La Convention internationale contre le dopage dans le sport comble une lacune. La plupart des instruments normatifs existants, qu'ils soient nationaux, régionaux ou internationaux privilégient la répression et les contrôles dans la lutte antidopage, méthodes qui se sont avérées d'une efficacité limitée, selon les spécialistes. D'autres, comme la Charte internationale olympique contre le dopage (1988), n'ont pas de portée juridique universelle.

La nouvelle Convention ne se limite pas aux contrôles et sanctions, mais incite les Etats parties « à soutenir, concevoir ou mettre en œuvre des programmes d'éducation et de formation à la lutte contre le dopage », pour sensibiliser le public aux effets négatifs du dopage sur la santé et les valeurs éthiques du sport, et l'informer sur les droits et responsabilités des sportifs et les procédures de contrôles. Elle encourage également « la participation active des sportifs et du personnel d'encadrement des sportifs à tous les volets de la lutte antidopage ».

Sur le plan des contrôles et sanctions, la nouvelle Convention prévoit que tous les athlètes du monde doivent être soumis aux mêmes règles, régulièrement testés et subir les mêmes conséquences en cas d'infraction. Elle engage, en effet, les Etats parties à adopter des mesures qui soient conformes aux principes énoncés dans le Code mondial antidopage de l'Agence mondiale antidopage (AMA), qui a été adopté lors de la Conférence mondiale sur le dopage dans le sport à Copenhague en 2003.

Le Code et les standards internationaux, relatifs aux volets techniques et opérationnels (interdictions, exceptions accordées pour un usage thérapeutique, laboratoires) regroupent les règles et les procédures universelles touchant à tous les principaux aspects du contrôle antidopage.
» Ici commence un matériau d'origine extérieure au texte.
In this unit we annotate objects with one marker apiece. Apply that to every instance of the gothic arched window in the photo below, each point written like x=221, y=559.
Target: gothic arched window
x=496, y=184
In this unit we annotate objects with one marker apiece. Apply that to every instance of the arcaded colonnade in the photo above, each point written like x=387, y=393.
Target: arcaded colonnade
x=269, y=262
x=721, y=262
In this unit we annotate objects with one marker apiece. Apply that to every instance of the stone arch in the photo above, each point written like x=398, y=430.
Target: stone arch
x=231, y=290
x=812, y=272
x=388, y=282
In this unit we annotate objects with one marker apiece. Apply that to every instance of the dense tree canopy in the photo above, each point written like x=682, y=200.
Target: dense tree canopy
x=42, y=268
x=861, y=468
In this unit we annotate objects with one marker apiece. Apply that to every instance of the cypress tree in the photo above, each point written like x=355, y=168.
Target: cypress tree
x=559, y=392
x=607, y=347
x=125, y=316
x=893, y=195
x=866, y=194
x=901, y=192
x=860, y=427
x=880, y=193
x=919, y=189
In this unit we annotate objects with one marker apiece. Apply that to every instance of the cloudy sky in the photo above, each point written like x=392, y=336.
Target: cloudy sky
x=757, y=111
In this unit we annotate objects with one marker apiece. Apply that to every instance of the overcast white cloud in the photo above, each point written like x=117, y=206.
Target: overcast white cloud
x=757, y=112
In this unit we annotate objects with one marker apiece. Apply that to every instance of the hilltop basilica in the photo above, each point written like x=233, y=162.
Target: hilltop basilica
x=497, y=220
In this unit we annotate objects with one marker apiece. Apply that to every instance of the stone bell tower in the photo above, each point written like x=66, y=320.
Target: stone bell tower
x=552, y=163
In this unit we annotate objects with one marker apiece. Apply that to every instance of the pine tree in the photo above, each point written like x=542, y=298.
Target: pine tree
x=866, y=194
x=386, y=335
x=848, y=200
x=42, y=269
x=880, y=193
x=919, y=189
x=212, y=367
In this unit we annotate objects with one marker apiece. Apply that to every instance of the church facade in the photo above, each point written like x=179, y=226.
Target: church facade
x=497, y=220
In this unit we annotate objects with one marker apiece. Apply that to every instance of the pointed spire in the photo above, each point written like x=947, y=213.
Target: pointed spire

La Convention prévoit une procédure permettant de soumettre très rapidement à tous les Etats parties, pour approbation, la liste des substances interdites et des exceptions à des fins thérapeutiques, telle qu'elle est établie et mise à jour régulièrement par l'AMA.

Les Etats parties à la Convention s'engagent par ailleurs à faciliter « la tâche de l'AMA et des organisations antidopage pour qu'elles puissent procéder à des contrôles du dopage en compétition ou hors compétition auprès de leurs sportifs, sur leurs territoires ou en dehors », ainsi que « la circulation transfrontalière en temps utile des équipes de contrôle du dopage dûment agréées ». Ils s'engagent également à favoriser la coopération entre les laboratoires de contrôles et « reconnaissent mutuellement les procédures de contrôle du dopage et les méthodes de gestion des résultats de toute organisation antidopage qui sont conformes au Code, y compris les sanctions sportives qui en découlent ».

La Conférence des parties est l'organe souverain de la Convention, qui en assure le suivi. L'AMA a le statut d'une organisation consultative au sein de la Conférence des parties, alors que l'UNESCO en assure le secrétariat.

L'élaboration de ce nouvel instrument juridique avait été proposé lors de la Table ronde des ministres du Sport qui avait réuni, au siège de l'UNESCO (janvier 2003), 360 participants de 103 pays. L'idée a été entérinée à la 32e session de la Conférence générale de l'UNESCO, en octobre 2003. Depuis cette date, un projet de Convention a été élaboré avec la participation de représentants de 95 pays et la contribution financière de 9 Etats membres (Australie, Canada, Danemark, Finlande, Islande, Japon, Norvège, Nouvelle Zélande, Suède). La Convention entrera en vigueur dès qu'elle aura été ratifiée par au moins 30 Etats membres, si possible avant les Jeux Olympiques d'hiver qui se tiendront à Turin, en janvier 2006.